Educación de calidad y derechos de las mujeres en la región árabe

Con ocasión del Día internacional de la mujer el 8 de marzo: “Generación igualdad: reconociendo los derechos de las mujeres para un futuro igualitario”, debemos hacer una pausa y reflexionar en profundidad sobre el estado de la educación en la región árabe, en relación con las dimensiones regionales y globales del Objetivo de Desarrollo Sostenible 4 (ODS 4).

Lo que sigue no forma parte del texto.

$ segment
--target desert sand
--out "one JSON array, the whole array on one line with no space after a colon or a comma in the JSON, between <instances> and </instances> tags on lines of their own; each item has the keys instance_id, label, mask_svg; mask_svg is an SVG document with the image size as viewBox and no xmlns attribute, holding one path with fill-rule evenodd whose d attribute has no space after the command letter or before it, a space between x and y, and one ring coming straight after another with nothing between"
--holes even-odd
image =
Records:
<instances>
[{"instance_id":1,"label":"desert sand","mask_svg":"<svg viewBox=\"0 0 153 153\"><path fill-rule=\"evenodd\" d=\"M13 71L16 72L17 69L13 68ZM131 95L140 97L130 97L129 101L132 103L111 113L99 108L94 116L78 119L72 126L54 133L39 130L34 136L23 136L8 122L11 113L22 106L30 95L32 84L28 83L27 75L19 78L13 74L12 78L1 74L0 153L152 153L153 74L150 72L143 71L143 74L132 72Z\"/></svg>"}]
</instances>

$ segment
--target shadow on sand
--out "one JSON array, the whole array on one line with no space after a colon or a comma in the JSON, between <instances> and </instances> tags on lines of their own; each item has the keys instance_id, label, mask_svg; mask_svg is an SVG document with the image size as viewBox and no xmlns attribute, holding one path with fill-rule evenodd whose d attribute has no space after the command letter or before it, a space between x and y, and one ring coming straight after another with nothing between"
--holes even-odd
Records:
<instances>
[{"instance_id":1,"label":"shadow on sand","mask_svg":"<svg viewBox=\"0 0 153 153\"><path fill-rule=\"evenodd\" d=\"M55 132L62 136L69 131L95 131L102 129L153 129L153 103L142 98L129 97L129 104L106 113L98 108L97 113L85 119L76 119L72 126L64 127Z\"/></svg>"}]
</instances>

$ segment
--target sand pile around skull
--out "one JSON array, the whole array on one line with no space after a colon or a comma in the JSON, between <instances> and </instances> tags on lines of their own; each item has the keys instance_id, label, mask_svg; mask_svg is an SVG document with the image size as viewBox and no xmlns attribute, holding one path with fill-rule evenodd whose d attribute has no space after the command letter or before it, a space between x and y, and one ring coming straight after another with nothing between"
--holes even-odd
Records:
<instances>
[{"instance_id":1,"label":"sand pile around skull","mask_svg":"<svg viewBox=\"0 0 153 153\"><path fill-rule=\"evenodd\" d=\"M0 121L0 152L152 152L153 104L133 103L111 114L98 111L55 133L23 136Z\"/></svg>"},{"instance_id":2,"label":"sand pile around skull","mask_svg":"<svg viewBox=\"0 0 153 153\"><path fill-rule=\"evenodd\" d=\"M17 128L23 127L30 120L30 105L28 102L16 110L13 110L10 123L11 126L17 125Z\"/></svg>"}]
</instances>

La región árabe ha realizado progresos importantes hacia la mejora del acceso de las niñas a la educación. El Índice de paridad de género alcanzó el 0,99 a nivel de educación preescolar, 0,93 en la etapa de educación secundaria y 1,1 para la educación terciaria, en 2017 [1]. La Campaña árabe por la educación para todos reafirma que para eliminar la violencia contra las mujeres y lograr la igualdad de género, niñas y mujeres deben ser educadas y empoderadas para convertirse en defensoras de sus propios derechos. Debemos también invertir en educación y hacerla accesible, obligatoria y gratuita para todos, independientemente de sexo, género, etnia y edad.

No obstante, hoy, 3 millones de niños están fuera de la escuela debido a conflictos

Según UNICEF (2019), se estima que unos 9,3 millones de niños de entre las edades de 15 y 17, se encuentran desescolarizados, y las niñas suman más de la mitad de estos. Igualmente preocupante resulta el enorme coste de los conflictos: se calcula que 3 millones de niños desescolarizados habrían accedido a la educación de no haberse producido los conflictos de Siria, Irak y Yemen. Las desigualdades en el acceso a la educación persisten a través de Oriente Medio y el norte de África, donde los niños más pobres y afectados por conflictos, son constantemente dejados atrás. Por toda la región, los niños de las familias más pobres tienen siete veces más probabilidades de quedar fuera de la escuela que los niños de las familias más ricas, mientras que los niños de las áreas rurales tienen tres veces más probabilidades de estar fuera de la escuela que sus iguales de áreas urbanas. Al nivel de la escuela secundaria inferior, las niñas tienen el doble de probabilidades de estar fuera de la escuela que los niños.[2]

El estado de la educación en los territorios ocupados de Palestina requiere atención urgente. A través del trabajo de la Coalición palestina por la educación la difícil situación de las niñas se ha puesto claramente de manifiesto y se han realizado recomendaciones prácticas. Todo este trabajo se destaca en su reciente artículo de investigación.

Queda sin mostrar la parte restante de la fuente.